Pros for this therapy
Individual psychotherapy with adolescents is similar to the therapy that adults engage in. Although they may be somewhat self-conscious at first, teens often come to enjoy therapy. It is a place where they can focus on themselves, on their experiences and relationships, on their problems with family or peers, and on their hopes, dreams and fears. In the psychotherapy session they have the full, respectful attention of an understanding adult.

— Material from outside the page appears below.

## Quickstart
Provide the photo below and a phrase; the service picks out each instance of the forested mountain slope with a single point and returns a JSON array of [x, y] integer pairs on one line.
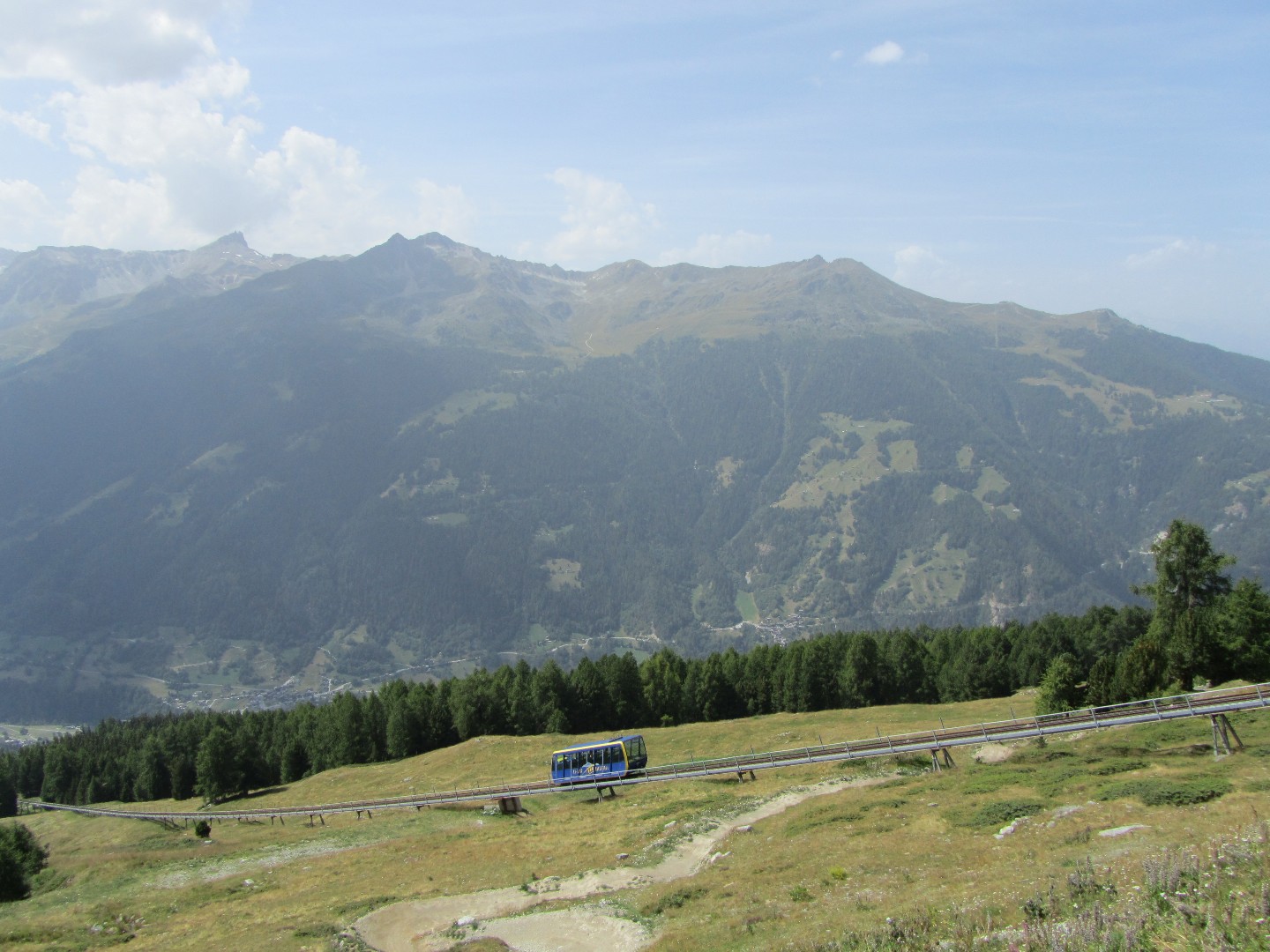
[[426, 453]]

With young children, the psychotherapist does not usually discuss problems. Problems are worked on in the context of play. Play, often called the work of the child, is far from conflict-free. To a trained eye, it is a powerful form of communication about the child’s ways of experiencing his or her world and a way of expressing difficulties the child may be experiencing. Play is also a form of healing. When a child "plays out" fears and difficult experiences in a context in which they can be understood, the child is able to move on. If parents are puzzled by a child’s description of fun in the therapist’s office, they should be aware that much more than play is taking place.
Cons for this therapy
Children entering psychotherapy have most often been exposed to family violence or other traumatic experiences. Treating traumatized children may be unusually challenging for the therapist because of vicarious traumatization. Access to reflective supervision is needed to prevent a sense of helplessness and a "self-protective tendency to view complex clinical cases as intractable."